その足跡は一直線ではありませんでした。
この前例のない投資家の食欲を一手に引き起こしたのが、ムーンショットのKimi K2.5モデルです。2026年1月下旬にリリースされたK2.5は、強力な視覚能力を持つオープンソースのマルチモーダルモデルであり、当時業界トップクラスのコーディングベンチマークを達成しました。例えば、SWE-bench Verifiedで76.8%、Humanity's Last Examで50.2%というスコアです 。
その商業的なインパクトは即時的かつ極端なものでした。Kimi K2.5は、リリースからわずか20日間で、ムーンショットAIが2025年通年で稼いだ総収益を上回る収益を生み出しました。
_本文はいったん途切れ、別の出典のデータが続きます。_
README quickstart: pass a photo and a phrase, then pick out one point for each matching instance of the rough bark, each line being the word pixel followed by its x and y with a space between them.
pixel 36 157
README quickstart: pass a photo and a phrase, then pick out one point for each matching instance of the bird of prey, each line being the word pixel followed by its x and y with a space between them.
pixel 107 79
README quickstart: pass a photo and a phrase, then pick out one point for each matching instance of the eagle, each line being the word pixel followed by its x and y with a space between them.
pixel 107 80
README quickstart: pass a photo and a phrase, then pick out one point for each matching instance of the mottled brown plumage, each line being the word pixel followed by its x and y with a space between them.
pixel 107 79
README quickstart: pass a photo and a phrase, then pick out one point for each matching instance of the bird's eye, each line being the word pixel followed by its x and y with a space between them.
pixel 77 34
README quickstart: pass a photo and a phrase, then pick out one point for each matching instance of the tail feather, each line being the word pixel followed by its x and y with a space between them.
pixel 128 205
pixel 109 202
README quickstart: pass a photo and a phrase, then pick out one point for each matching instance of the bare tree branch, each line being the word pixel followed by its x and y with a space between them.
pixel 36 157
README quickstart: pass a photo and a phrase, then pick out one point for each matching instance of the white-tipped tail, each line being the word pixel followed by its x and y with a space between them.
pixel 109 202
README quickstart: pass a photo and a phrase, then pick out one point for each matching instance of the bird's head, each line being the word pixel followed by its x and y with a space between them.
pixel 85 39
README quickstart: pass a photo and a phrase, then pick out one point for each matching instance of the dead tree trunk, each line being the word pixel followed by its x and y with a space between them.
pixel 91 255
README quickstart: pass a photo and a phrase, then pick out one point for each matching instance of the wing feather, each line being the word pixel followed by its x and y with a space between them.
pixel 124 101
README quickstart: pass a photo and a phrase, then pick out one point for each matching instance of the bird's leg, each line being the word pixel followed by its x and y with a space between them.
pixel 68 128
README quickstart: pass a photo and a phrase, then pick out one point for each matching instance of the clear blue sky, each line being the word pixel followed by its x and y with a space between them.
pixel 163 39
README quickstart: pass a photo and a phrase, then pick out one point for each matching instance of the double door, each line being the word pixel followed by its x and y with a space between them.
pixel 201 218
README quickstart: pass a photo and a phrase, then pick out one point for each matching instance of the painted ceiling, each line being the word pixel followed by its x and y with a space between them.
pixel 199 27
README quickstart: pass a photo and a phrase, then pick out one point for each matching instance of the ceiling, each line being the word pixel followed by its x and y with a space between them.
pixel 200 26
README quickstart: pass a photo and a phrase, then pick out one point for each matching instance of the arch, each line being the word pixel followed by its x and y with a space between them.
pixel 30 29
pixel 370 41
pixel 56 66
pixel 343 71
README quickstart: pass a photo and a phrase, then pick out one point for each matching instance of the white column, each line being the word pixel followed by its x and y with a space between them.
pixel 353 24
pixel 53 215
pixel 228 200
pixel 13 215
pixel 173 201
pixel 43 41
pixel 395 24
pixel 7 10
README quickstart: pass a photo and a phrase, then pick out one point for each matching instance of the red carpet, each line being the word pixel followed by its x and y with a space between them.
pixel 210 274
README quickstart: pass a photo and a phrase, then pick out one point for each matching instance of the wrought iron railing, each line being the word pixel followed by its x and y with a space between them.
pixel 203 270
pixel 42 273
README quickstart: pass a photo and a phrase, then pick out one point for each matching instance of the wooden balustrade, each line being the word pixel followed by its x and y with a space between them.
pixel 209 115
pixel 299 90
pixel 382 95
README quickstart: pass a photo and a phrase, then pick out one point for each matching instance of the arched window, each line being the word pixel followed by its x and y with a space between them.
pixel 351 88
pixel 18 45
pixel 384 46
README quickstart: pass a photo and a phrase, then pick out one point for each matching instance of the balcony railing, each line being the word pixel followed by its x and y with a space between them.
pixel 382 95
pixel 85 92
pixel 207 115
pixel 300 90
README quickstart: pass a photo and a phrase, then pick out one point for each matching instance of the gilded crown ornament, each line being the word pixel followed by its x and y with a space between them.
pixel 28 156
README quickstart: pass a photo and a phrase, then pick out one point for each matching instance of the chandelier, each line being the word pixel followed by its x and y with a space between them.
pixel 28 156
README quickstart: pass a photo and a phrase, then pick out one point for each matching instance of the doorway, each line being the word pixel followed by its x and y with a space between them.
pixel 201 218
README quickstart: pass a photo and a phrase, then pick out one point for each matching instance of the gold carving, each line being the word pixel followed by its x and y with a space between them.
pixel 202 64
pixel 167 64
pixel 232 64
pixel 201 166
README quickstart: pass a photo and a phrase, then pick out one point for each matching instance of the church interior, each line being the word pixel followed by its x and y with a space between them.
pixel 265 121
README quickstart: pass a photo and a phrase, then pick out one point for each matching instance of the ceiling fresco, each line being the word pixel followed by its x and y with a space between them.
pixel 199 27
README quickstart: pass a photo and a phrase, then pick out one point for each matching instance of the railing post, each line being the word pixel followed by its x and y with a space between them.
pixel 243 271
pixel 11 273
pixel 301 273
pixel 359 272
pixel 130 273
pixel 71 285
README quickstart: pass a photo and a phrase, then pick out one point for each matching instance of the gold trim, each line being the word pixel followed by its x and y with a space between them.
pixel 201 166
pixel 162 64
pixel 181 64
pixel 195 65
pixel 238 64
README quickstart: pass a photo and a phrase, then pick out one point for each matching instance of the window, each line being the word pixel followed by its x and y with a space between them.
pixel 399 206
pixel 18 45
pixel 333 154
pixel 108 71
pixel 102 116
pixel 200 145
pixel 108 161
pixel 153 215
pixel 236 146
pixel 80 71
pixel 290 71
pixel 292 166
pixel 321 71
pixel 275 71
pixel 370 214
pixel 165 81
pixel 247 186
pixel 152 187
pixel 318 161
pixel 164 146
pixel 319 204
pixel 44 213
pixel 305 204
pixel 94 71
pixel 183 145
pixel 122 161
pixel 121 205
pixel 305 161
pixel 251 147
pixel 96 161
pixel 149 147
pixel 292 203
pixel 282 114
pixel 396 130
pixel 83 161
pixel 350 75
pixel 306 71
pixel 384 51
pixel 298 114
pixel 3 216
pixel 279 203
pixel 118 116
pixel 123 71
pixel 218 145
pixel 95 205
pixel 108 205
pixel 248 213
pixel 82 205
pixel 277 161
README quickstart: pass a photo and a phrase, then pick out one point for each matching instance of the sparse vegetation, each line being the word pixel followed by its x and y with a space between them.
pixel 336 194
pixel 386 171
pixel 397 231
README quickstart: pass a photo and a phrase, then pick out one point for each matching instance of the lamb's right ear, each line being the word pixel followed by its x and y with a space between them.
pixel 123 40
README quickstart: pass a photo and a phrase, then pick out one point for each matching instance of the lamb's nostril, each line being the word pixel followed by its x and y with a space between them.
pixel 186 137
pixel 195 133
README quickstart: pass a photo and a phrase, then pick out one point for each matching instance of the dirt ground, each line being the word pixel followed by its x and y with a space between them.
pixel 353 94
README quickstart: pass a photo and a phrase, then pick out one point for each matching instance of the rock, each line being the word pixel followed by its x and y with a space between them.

この事実は、同社が有料サブスクリプションを開始したのが2025年9月であったことを考えると、さらに驚異的です 。3月までに年間経常収益(ARR)は1億ドルを突破し、4月には有料会員とAPI利用の急増により、2億ドル超へと倍増しました
。
このモデルの成功は、ムーンショットAIの収益の地理的構造をも根本から変えました。K2.5のリリース後、世界中の開発者がCursorやOpenRouterといったプラットフォームを通じて複雑なコーディングタスクにK2.5を採用した結果、2026年2月、同社の海外収益が初めて国内収益を上回りました 。リリースから数日のうちに、世界中の有料ユーザー数は4倍に膨れ上がったのです
。
ムーンショットAIの資金調達は、真空地帯で行われているわけではありません。中国のAIセクター全体が、歴史的な資金調達と株式市場ブームの真っただ中にあり、競争環境を塗り替えています。中国のAIモデル提供企業は、Xiaomi、Alibaba、Zhipu、DeepSeek、Moonshot、MiniMax、StepFun、ByteDance、Baidu、Tencentの約10社に集約され、これらが覇権を争っています 。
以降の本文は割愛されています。